La figure de la déportation de retour

Pour permettre l’institution de cette « nouvelle bande de Gaza », il faudrait commencer par « faire le ménage », comme dit D. Trump. Pour permettre cette états-unisation de Gaza, il faudrait commencer par en chasser la population vers des pays arabes susceptibles de les accueillir, comme l’Égypte ou la Jordanie. D’abord, c’est une façon de mettre ces pays au service de son projet, aussi irréalisable qu’il soit. Ces pays seraient ainsi au service des États-Unis et d’Israël et consentiraient à leur domination de la région. Ensuite, ce serait faire revenir la figure de la déportation. Le déplacement des populations dans des pays qui ne sont pas les leurs seraient une déportation de plus, comme celle qui a eu lieu pendant la deuxième guerre mondiale. Les déportés ne seraient pas les mêmes mais ils n’en seraient pas moins déportés, privés de leur terre, dominés par d’autres, et, de plus, en étant ainsi déportés, ils ne se verraient, une fois de plus, pas reconnaître leur existence, ils ne se verraient une fois de plus pas reconnaître le droit à une terre, alors qu’ils l’habitent et la cultivent depuis des siècles.

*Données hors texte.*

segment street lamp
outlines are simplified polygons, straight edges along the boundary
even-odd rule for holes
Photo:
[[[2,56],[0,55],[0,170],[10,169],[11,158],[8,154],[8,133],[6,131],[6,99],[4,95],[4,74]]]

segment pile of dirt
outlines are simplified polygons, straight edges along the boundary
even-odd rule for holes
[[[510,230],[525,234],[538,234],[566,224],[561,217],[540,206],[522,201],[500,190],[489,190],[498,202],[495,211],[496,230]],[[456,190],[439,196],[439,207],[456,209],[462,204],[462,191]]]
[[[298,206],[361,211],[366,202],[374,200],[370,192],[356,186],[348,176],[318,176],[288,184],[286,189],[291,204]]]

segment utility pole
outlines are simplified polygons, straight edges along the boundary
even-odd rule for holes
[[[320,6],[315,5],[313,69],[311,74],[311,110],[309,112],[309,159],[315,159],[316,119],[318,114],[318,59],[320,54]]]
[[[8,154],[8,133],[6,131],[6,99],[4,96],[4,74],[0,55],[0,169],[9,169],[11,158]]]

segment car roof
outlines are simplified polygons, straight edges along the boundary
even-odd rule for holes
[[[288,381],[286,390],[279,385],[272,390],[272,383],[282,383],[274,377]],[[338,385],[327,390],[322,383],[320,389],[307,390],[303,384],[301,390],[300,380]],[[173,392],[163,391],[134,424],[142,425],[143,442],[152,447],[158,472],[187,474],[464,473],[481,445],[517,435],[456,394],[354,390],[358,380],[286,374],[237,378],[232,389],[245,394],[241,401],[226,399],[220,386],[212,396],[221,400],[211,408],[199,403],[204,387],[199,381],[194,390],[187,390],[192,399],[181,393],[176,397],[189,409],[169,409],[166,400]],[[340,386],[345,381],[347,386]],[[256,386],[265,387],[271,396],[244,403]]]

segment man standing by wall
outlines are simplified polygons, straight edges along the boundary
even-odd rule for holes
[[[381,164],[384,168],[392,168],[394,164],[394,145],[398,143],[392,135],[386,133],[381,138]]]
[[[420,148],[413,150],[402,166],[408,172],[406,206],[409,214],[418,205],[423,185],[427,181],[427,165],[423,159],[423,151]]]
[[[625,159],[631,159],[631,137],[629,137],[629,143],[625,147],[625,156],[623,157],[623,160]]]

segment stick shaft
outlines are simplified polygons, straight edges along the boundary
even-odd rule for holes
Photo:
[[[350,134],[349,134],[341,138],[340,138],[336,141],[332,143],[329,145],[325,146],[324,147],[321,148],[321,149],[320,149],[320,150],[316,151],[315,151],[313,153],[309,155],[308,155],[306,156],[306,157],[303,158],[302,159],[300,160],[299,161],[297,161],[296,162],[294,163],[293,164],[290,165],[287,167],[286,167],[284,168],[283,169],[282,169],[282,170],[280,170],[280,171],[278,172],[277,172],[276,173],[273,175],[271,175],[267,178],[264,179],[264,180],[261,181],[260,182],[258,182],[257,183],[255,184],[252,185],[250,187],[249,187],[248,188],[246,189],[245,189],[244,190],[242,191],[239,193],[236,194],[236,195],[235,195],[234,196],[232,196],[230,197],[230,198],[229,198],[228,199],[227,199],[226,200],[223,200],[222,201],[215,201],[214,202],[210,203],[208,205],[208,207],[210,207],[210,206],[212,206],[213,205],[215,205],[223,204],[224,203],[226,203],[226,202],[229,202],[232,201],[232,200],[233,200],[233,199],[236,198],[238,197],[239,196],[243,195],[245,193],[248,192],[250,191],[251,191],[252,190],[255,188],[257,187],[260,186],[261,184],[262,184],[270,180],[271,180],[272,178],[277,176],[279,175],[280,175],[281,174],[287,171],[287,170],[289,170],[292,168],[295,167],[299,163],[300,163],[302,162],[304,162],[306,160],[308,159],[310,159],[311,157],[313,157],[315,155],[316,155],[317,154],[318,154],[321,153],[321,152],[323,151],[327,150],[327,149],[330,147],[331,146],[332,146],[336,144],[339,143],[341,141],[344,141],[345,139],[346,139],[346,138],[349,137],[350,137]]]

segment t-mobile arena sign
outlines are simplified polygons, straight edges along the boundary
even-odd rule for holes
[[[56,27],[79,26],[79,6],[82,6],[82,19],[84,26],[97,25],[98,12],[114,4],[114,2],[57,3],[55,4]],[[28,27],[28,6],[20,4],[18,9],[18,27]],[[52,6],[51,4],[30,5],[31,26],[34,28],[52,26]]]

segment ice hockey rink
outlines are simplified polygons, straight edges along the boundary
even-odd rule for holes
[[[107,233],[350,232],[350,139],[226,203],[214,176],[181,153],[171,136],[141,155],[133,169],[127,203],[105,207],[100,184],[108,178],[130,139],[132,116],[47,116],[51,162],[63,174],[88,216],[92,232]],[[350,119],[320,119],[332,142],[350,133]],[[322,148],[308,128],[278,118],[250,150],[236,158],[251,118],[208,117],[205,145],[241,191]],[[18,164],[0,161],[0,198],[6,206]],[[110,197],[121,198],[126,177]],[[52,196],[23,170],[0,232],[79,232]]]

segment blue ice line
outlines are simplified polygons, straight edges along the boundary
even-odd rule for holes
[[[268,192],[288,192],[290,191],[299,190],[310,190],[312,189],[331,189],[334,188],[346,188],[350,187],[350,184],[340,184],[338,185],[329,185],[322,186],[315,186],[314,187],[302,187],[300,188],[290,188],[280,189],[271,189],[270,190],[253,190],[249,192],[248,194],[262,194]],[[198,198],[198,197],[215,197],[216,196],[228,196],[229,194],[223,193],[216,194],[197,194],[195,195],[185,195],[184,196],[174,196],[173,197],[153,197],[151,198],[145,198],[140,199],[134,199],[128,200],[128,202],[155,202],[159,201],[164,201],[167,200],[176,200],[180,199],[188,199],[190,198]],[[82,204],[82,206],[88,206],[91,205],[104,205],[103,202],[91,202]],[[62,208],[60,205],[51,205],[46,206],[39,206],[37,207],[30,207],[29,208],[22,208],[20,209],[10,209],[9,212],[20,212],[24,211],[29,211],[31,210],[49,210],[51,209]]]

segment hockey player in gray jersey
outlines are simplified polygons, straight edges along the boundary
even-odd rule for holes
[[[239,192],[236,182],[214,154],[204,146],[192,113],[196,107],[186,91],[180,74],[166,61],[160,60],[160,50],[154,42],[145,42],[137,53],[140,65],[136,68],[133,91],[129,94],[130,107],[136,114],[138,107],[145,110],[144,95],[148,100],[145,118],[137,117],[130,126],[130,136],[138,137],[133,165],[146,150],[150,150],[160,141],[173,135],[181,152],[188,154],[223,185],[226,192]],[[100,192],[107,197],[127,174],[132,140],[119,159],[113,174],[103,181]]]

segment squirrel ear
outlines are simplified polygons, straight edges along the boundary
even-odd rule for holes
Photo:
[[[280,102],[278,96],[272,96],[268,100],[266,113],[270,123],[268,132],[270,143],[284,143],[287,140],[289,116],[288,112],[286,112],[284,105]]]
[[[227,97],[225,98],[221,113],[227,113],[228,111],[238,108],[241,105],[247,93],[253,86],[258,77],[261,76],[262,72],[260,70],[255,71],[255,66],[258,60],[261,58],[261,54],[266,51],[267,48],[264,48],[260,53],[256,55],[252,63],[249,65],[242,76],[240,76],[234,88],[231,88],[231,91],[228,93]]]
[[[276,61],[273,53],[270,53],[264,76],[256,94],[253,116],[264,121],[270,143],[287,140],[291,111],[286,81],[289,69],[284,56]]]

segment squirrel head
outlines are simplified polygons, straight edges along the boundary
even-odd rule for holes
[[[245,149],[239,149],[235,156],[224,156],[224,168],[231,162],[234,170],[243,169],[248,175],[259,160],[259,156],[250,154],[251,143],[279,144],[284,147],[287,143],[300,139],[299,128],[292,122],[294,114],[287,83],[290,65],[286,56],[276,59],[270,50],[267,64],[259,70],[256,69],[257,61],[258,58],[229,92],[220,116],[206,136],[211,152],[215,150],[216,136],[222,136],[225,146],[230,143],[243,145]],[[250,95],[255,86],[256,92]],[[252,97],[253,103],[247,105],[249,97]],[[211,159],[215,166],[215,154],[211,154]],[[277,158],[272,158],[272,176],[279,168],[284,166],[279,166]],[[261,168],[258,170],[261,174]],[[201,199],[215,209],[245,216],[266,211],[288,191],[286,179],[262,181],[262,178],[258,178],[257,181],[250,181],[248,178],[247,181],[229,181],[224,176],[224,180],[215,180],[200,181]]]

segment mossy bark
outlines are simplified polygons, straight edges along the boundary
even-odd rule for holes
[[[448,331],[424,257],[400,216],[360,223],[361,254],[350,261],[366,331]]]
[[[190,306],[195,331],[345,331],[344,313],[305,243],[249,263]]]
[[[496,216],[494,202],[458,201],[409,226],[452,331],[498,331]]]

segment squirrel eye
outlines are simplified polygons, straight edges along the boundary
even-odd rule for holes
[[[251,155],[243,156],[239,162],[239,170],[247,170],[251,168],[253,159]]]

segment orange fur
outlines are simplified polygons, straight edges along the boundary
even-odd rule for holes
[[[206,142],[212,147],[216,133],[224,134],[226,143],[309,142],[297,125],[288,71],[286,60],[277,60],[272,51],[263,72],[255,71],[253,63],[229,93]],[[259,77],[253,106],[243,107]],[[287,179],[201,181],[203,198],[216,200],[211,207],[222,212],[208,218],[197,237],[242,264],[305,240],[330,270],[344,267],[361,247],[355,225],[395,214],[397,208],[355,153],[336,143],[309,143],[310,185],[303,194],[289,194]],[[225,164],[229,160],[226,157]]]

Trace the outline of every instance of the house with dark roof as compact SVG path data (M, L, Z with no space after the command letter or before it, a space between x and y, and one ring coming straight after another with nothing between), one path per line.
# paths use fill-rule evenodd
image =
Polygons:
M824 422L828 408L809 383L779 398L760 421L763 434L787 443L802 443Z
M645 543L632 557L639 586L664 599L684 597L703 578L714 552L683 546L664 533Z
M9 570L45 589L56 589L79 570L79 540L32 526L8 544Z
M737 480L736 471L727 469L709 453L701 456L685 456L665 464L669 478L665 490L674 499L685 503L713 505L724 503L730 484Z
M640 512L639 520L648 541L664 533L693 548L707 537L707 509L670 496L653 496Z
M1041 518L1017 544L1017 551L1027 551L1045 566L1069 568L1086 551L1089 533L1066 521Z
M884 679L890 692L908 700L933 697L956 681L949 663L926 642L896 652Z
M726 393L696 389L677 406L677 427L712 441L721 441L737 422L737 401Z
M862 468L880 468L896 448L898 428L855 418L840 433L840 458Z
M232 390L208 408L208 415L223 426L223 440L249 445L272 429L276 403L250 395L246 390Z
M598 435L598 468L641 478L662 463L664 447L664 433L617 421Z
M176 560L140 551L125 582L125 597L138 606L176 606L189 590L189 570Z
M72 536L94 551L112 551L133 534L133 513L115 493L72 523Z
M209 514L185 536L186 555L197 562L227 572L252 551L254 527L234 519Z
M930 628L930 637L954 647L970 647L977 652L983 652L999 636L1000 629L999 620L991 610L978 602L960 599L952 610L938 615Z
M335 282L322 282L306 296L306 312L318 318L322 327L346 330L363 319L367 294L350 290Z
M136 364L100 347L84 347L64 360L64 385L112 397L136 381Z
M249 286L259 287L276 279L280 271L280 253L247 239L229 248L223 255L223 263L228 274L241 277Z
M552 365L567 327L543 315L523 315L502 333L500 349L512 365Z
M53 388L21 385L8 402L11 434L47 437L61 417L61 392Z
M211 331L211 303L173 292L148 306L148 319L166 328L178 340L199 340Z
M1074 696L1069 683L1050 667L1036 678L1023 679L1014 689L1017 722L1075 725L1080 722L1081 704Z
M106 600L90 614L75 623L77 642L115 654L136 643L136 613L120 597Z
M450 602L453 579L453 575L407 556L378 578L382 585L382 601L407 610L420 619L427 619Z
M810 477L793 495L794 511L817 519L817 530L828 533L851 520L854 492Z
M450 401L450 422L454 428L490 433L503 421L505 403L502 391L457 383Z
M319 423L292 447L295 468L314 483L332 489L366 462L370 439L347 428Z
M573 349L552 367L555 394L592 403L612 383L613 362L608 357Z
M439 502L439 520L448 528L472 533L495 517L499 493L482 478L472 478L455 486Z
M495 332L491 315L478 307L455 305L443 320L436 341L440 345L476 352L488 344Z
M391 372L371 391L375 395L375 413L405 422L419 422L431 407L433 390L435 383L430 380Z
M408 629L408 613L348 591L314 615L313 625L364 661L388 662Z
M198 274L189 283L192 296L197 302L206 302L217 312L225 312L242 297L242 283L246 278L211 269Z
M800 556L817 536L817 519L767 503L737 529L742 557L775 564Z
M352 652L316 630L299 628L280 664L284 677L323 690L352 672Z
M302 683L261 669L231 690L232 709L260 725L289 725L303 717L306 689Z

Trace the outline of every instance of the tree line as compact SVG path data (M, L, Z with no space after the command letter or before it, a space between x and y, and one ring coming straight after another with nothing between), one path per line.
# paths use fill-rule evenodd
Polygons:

Les partition de la Palestine en deux états est-elle une solution viable ?

La solution des « deux états » fait partie des idées partagées par le monde pour faire retrouver un peu d’égalité aux Palestiniens, mais s’agit-il réellement d’une solution au conflit ? Elle est régulièrement agitée, car elle donne l’illusion de la reconnaissance d’une véritable égalité aux Palestiniens. Mais il y a deux pièges dans cet idée, qu’il faudrait tout de même regarder en face. Le premier, c’est qu’en divisant ainsi ce qui reste de la Palestine en deux états, comme il ne s’agirait pas de mettre fin à l’état d’Israël, il s’agirait d’une extension de plus d’Israël au détriment des Palestiniens et les négociations sur la naissance de ces deux états se joueraient sur un rapport de forces qui, dès le départ, leur serait défavorable. Par ailleurs, ces deux états ne seraient que deux ghettos de plus. Les habitants de l’un de ces états et ceux de l’autre ne pourraient sans doute pas circuler librement dans les deux pays et se verraient cantonnés à l’un d’eux. Compte tenu de l’évolution de la région depuis le début, l’inégalité entre les deux états serait manifeste et serait de nature à provoquer de nouvelles violences. En réalité, le ghetto a été institué dès 1948, par la naissance de l’état israélien au détriment des Palestiniens qui vivaient là. En installant des modes de vie et des cultures largement issus des pays occidentaux dans lesquels ils vivaient alors, les premiers israéliens ont institué une inégalité de fait dont bénéficient de nos jours l’ensemble des habitants venus d’autres pays pour établir de nouvelles colonies. Le Hamas  et sa violence ne sont que des réponses palestiniennes au sionisme. La seule issue politique au conflit est l’institution d’un état fondé sur une nation palestinienne reposant sur plusieurs cultures associées dans un projet politique commun réunissant les habitants de la région et allant au-delà des choix religieux dans un état laïc. Cela ne serait possible que si cet état était garanti par les puissances du monde décidées, elles aussi, à s’engager dans un projet politique laïc.